Les militaires sont sortis de leurs casernes pour empêcher la Première dame Grace Mugabe de succéder à son mari. C'est elle qui avait obtenu le départ du vice-président, considéré jusque-là comme le dauphin du "camarade Bob".
M. Mnangagwa a été investi président par intérim jusqu'aux élections prévues à la mi-2018.
Le général Sibanda a mis en garde contre les soutiens de Mme Mugabe, qualifiés de "mécontents et saboteurs" qui veulent "troubler la paix et la tranquillité" du pays.
Surnommé le "crocodile", le nouveau président a nommé plusieurs généraux dans son gouvernement et à l'état-major du parti au pouvoir, la Zanu-PF.

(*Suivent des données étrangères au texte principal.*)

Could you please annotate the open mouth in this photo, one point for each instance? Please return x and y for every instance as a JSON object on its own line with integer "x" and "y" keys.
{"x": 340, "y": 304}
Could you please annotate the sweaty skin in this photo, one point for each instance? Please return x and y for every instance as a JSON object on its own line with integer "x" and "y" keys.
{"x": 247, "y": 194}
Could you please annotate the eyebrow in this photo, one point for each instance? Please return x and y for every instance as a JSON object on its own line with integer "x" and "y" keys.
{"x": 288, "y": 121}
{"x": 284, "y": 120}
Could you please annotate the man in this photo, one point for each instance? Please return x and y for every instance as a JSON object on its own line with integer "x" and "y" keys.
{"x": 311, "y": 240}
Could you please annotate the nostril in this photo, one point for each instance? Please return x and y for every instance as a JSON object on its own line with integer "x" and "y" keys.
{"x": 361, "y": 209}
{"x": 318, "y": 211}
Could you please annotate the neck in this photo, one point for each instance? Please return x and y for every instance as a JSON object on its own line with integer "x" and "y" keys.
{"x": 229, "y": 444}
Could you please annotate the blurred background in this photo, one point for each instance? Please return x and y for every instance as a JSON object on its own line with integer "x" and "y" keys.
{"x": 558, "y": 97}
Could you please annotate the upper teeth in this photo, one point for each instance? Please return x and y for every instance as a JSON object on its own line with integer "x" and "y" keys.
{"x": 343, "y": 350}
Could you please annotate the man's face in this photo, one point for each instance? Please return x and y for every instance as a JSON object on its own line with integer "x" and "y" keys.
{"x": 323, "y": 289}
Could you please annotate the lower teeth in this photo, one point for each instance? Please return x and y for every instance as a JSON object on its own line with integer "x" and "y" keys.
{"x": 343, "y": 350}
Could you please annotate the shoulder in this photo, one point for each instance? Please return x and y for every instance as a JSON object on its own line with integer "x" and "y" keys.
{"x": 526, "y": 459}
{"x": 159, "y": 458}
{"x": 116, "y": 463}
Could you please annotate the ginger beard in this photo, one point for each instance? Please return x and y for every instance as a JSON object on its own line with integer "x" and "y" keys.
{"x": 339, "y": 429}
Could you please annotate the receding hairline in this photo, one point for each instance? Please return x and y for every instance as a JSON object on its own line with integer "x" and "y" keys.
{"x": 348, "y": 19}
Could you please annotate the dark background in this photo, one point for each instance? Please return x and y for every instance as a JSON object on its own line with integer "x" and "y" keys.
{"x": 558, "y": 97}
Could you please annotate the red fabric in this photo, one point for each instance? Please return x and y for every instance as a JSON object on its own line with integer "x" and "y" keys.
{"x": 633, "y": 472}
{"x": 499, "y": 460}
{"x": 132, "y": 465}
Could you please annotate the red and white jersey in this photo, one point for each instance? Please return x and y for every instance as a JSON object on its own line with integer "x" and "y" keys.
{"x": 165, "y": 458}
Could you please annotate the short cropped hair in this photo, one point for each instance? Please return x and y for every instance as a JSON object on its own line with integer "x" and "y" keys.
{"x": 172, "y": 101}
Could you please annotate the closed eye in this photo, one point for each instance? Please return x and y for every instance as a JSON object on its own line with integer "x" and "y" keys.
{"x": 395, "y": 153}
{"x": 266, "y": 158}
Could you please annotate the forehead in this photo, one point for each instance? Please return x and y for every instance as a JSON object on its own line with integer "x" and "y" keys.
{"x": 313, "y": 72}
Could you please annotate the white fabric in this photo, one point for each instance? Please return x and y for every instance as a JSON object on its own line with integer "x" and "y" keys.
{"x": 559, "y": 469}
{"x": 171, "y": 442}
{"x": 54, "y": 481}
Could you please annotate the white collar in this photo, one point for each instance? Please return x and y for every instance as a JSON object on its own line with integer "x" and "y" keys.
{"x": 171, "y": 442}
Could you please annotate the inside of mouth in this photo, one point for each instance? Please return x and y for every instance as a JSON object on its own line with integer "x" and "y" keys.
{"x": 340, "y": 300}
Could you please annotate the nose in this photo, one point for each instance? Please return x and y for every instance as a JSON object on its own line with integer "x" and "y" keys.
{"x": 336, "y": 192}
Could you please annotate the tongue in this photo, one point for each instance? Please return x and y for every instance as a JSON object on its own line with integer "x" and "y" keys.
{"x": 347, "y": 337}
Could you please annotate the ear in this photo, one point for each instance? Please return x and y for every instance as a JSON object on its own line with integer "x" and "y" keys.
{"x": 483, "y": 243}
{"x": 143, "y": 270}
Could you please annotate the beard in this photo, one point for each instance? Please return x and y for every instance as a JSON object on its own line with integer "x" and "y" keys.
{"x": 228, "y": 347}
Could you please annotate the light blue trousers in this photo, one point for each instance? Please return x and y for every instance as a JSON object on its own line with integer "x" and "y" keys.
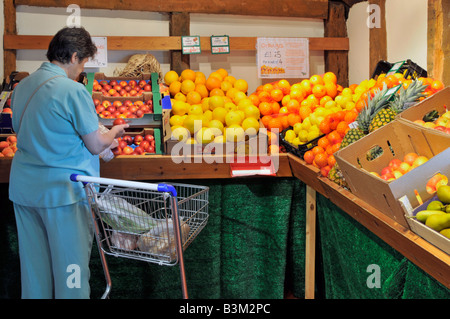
{"x": 54, "y": 248}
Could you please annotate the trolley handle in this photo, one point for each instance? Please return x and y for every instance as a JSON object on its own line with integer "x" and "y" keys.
{"x": 161, "y": 187}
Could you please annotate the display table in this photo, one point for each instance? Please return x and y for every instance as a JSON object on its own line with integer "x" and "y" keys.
{"x": 254, "y": 243}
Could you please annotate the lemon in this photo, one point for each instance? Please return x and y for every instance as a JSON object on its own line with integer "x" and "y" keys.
{"x": 251, "y": 126}
{"x": 170, "y": 77}
{"x": 195, "y": 109}
{"x": 230, "y": 106}
{"x": 215, "y": 101}
{"x": 252, "y": 111}
{"x": 193, "y": 123}
{"x": 180, "y": 133}
{"x": 176, "y": 120}
{"x": 204, "y": 135}
{"x": 174, "y": 87}
{"x": 187, "y": 86}
{"x": 220, "y": 113}
{"x": 234, "y": 133}
{"x": 179, "y": 107}
{"x": 216, "y": 124}
{"x": 290, "y": 135}
{"x": 233, "y": 118}
{"x": 241, "y": 85}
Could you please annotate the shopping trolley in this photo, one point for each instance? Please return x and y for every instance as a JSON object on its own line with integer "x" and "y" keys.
{"x": 144, "y": 221}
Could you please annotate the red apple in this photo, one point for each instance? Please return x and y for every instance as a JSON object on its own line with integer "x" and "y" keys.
{"x": 119, "y": 121}
{"x": 128, "y": 139}
{"x": 138, "y": 139}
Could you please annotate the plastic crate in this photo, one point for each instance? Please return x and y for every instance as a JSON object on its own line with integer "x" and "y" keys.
{"x": 408, "y": 68}
{"x": 301, "y": 149}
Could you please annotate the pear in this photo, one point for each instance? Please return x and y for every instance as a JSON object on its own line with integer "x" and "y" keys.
{"x": 443, "y": 194}
{"x": 438, "y": 222}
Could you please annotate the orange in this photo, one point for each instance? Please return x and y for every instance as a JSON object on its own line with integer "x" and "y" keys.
{"x": 330, "y": 77}
{"x": 284, "y": 86}
{"x": 331, "y": 160}
{"x": 275, "y": 107}
{"x": 265, "y": 108}
{"x": 267, "y": 87}
{"x": 342, "y": 128}
{"x": 317, "y": 149}
{"x": 276, "y": 94}
{"x": 306, "y": 86}
{"x": 319, "y": 91}
{"x": 331, "y": 89}
{"x": 265, "y": 120}
{"x": 212, "y": 83}
{"x": 304, "y": 112}
{"x": 308, "y": 157}
{"x": 275, "y": 124}
{"x": 254, "y": 98}
{"x": 293, "y": 118}
{"x": 293, "y": 106}
{"x": 323, "y": 142}
{"x": 187, "y": 74}
{"x": 264, "y": 96}
{"x": 321, "y": 159}
{"x": 316, "y": 79}
{"x": 216, "y": 91}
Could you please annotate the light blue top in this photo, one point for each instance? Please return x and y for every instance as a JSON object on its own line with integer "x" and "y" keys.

Lui-même candidat de la Zanu-PF à la présidentielle, M. Mnangagwa a promis des élections "libres et justes". Mais ses critiques en doutent, rappelant qu'il avait été l'un des exécuteurs de la répression ordonnée pendant l'ère Mugabe.

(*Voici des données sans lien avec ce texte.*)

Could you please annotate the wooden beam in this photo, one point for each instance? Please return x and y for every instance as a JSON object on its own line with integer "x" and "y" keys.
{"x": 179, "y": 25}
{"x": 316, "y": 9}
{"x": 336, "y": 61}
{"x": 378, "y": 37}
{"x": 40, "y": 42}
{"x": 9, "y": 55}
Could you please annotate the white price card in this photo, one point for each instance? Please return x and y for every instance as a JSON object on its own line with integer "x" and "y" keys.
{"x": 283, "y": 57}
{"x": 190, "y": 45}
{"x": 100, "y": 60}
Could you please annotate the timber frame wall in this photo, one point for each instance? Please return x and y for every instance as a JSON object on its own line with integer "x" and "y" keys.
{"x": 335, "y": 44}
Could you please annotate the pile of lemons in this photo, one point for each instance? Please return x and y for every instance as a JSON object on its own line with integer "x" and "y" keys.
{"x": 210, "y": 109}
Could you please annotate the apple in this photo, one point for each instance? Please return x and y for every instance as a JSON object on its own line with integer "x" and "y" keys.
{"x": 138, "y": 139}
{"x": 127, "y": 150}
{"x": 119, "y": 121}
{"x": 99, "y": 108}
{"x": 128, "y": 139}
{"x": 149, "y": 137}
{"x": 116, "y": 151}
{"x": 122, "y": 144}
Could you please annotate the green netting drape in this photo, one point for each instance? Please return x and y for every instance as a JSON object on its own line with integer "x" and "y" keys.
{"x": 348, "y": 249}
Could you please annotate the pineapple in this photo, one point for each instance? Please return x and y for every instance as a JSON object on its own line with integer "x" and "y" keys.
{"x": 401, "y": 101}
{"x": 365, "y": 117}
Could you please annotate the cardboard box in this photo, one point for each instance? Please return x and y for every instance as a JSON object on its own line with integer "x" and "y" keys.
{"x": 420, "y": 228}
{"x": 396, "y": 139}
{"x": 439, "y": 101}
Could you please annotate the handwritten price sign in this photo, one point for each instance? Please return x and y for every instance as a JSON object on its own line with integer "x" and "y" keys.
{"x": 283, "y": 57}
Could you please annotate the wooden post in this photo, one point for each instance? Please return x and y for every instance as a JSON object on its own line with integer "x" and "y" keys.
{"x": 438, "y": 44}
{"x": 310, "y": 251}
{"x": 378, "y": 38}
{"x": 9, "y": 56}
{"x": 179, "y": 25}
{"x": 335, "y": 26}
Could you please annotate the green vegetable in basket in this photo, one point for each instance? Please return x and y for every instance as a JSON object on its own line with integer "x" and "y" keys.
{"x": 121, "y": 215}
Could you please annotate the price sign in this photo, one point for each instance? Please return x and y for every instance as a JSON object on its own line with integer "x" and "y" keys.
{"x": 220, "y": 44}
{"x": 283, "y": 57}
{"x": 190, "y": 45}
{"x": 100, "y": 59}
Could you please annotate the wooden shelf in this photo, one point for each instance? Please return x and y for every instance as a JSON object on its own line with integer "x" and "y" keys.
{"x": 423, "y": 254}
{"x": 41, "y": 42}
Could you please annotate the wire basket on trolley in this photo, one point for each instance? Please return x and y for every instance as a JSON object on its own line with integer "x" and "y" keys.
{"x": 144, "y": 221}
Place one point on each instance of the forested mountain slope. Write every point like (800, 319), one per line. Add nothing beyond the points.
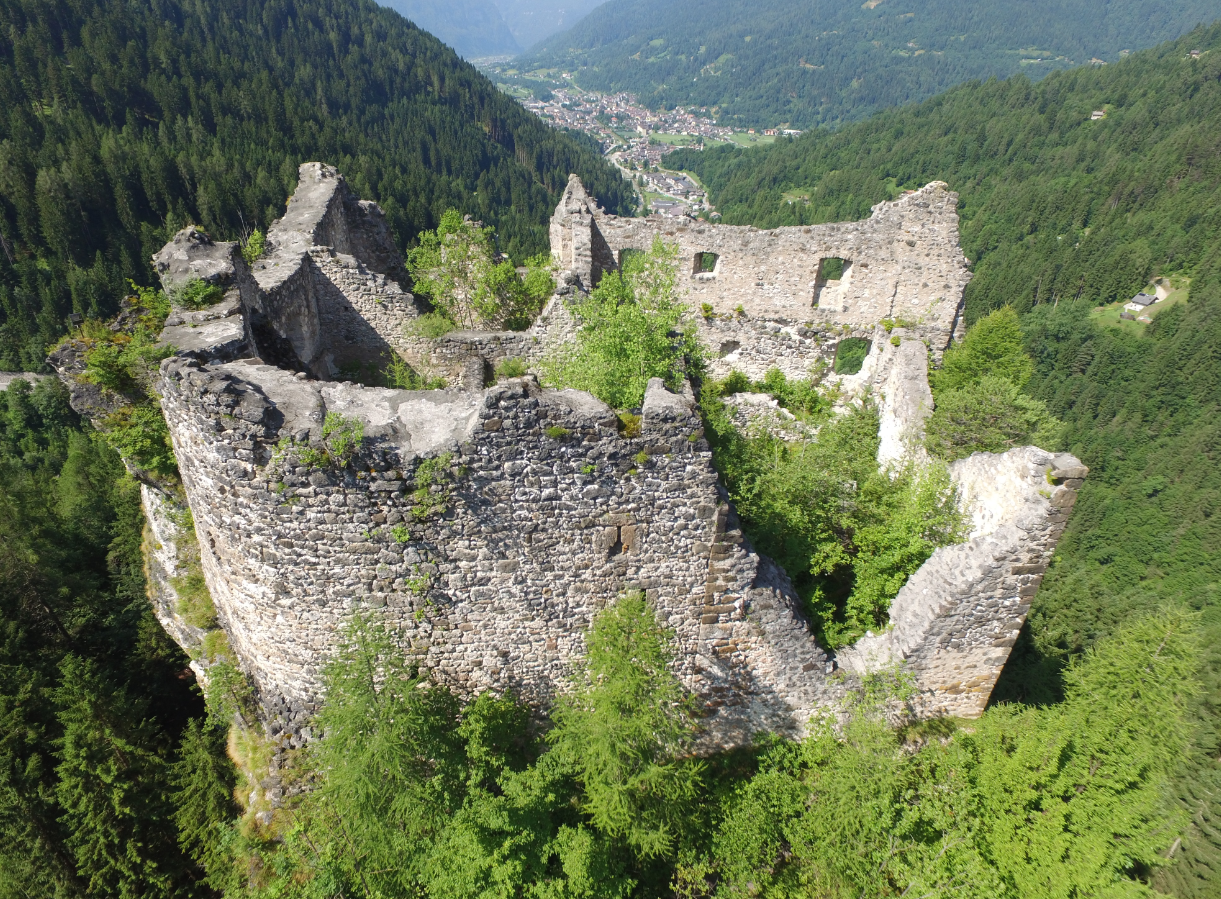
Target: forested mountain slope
(534, 20)
(125, 120)
(1059, 215)
(805, 62)
(471, 27)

Depuis son investiture, le nouvel homme fort du pays a promis de redresser l'économie, sortie exsangue du règne de son prédécesseur, et de renouer avec la démocratie.
"Ce congrès doit définir un nouveau chemin pour le parti (...), notre parti doit être l'instrument du rêve collectif de la nation et de son peuple", a-t-il lancé vendredi devant des centaines de cadres de la Zanu-PF réunis à  Harare.
"La tâche à laquelle nous devons nous atteler, c'est de reconstruire notre grande nation", a-t-il ajouté.
S'il a rendu, pour la forme, "hommage" à son prédécesseur, M. Mnangagwa a surtout dénoncé son bilan.
"Les règles idéologiques du parti ont été bafouées quotidiennement, (...) sa mobilisation n'était plus que de la coercition, ce n'était plus le parti auquel vous et moi avions promis fidélité", a déclaré le président.
"Nous devons tous revenir aux sources et réparer le parti", a-t-il insisté, casquette aux couleurs de la Zanu-PF sur la tête. "Le parti ne doit plus travailler dans son ancien moule. Il s'agit maintenant de parler politique et économie".